Investing.com - The U.S. dollar ended the week at six year highs against the Canadian dollar on Friday, after data showed that Canada’s economy contracted more than expected in November.
USD/CAD hit highs of 1.2798, the most since March 2009, before easing back to 1.2732 in late trade, up 0.91% for the day.
The pair ended the week with gains of 2.51%. For January, the greenback jumped 9.56% against the loonie.
The Canadian dollar was hard-hit after Statistics Canada said the country's gross domestic product fell 0.2% in November, compared to expectations for a 0.1% downtick and after a 0.3% gain in October.
Meanwhile, in the U.S., the Commerce Department said in a report Friday that the economy expanded 2.6% in the final three months of 2014, below expectations for a 3.0% gain and slowing sharply from growth of 5.0% in the three months to September.
The U.S. dollar index, which measures the greenback’s strength against a trade-weighted basket of six major currencies, ended the week at 95.00, down 0.01% for the day and 0.33% lower on the week.
The dollar had strengthened broadly on Thursday after the Federal Reserve indicated that interest rates could start to rise around mid-year.
Following its policy meeting on Wednesday, the Fed said it would keep rates on hold at least until June and reiterated its pledge to be patient on raising interest rates, while acknowledging the solid economic recovery and strong growth in the labor market.

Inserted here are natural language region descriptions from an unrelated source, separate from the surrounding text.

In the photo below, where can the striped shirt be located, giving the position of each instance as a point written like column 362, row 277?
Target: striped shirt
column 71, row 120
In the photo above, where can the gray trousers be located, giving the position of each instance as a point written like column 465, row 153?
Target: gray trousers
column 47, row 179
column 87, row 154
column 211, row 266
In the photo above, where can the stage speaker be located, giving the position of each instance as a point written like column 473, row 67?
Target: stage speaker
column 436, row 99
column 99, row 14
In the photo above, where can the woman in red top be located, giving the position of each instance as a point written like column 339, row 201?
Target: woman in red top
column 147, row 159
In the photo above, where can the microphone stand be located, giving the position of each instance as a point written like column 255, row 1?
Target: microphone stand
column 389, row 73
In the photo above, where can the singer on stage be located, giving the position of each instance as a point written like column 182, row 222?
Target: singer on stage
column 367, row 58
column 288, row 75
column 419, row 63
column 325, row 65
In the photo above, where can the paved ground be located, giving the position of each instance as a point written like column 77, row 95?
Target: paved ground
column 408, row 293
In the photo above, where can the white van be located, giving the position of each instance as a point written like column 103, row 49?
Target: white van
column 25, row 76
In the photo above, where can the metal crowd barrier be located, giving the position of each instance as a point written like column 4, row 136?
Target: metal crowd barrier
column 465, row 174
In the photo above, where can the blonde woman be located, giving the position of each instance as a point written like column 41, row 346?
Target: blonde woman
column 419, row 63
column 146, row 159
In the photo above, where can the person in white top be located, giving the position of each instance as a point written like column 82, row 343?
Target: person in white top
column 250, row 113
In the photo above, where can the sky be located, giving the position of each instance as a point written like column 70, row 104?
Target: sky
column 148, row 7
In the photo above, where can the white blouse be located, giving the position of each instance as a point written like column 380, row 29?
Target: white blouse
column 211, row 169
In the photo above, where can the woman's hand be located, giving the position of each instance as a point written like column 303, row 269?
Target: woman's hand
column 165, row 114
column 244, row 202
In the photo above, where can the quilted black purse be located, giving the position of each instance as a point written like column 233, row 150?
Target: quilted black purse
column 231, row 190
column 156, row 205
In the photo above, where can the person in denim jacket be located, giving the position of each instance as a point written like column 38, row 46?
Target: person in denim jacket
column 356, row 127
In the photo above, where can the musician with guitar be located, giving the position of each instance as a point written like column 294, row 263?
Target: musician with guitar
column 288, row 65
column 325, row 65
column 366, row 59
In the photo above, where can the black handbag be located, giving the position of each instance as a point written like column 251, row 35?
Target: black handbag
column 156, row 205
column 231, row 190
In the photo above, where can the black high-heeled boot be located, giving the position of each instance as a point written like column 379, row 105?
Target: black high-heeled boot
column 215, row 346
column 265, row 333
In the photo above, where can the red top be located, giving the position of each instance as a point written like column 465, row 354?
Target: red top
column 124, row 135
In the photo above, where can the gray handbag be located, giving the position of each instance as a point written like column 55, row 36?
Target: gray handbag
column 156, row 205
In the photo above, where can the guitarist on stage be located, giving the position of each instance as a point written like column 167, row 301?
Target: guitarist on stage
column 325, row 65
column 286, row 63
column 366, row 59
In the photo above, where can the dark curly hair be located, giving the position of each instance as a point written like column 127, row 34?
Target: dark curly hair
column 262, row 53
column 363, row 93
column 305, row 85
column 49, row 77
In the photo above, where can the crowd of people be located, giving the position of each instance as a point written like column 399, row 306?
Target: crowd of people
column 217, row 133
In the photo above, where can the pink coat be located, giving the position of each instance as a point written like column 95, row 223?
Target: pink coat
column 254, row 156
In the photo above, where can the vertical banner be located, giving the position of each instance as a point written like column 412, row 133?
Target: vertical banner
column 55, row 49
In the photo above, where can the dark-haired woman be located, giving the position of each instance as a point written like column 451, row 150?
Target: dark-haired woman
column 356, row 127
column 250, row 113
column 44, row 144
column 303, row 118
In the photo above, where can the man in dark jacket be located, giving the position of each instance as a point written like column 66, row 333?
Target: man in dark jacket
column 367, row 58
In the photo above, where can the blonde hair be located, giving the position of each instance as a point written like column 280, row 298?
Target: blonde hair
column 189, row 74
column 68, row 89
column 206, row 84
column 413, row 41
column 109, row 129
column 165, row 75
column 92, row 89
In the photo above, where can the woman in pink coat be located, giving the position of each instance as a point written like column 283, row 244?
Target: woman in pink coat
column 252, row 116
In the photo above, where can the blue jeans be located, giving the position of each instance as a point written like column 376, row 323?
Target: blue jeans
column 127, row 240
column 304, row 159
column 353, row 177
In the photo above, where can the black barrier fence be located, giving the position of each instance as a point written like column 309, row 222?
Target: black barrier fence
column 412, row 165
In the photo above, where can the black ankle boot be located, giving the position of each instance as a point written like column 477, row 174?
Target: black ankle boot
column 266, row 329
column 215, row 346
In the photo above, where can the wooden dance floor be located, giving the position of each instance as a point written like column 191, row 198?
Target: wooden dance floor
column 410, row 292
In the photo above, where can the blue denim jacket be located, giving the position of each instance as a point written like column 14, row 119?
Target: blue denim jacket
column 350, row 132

In the week ahead, investors will be turning their attention to Friday’s U.S. nonfarm payrolls report for further indications on the strength of the recovery in the labor market.
Canadian employment data due on Friday will also be in focus.
Ahead of the coming week, Investing.com has compiled a list of these and other significant events likely to affect the markets.
Monday, February 2
In the U.S., the Institute of Supply Management is to release data on manufacturing activity. The country will also produce a report on personal income and spending.
Tuesday, February 3
The U.S. is to release data on factory orders.
Wednesday, February 4
Canada is to publish its Ivey PMI.
The U.S. is to release a report on ADP nonfarm payrolls. Later in the day, the Institute of Supply Management is to release data on non-manufacturing activity.
Thursday, February 5
Canada is to report on its trade balance.
The U.S. is to produce its weekly report on initial jobless claims in addition to data on the trade balance.
Friday, February 6
Canada is to report on building permits and the change in the number of people employed and the unemployment rate.
The U.S. is to round up the week with the closely watched nonfarm payrolls report, and data on wage growth.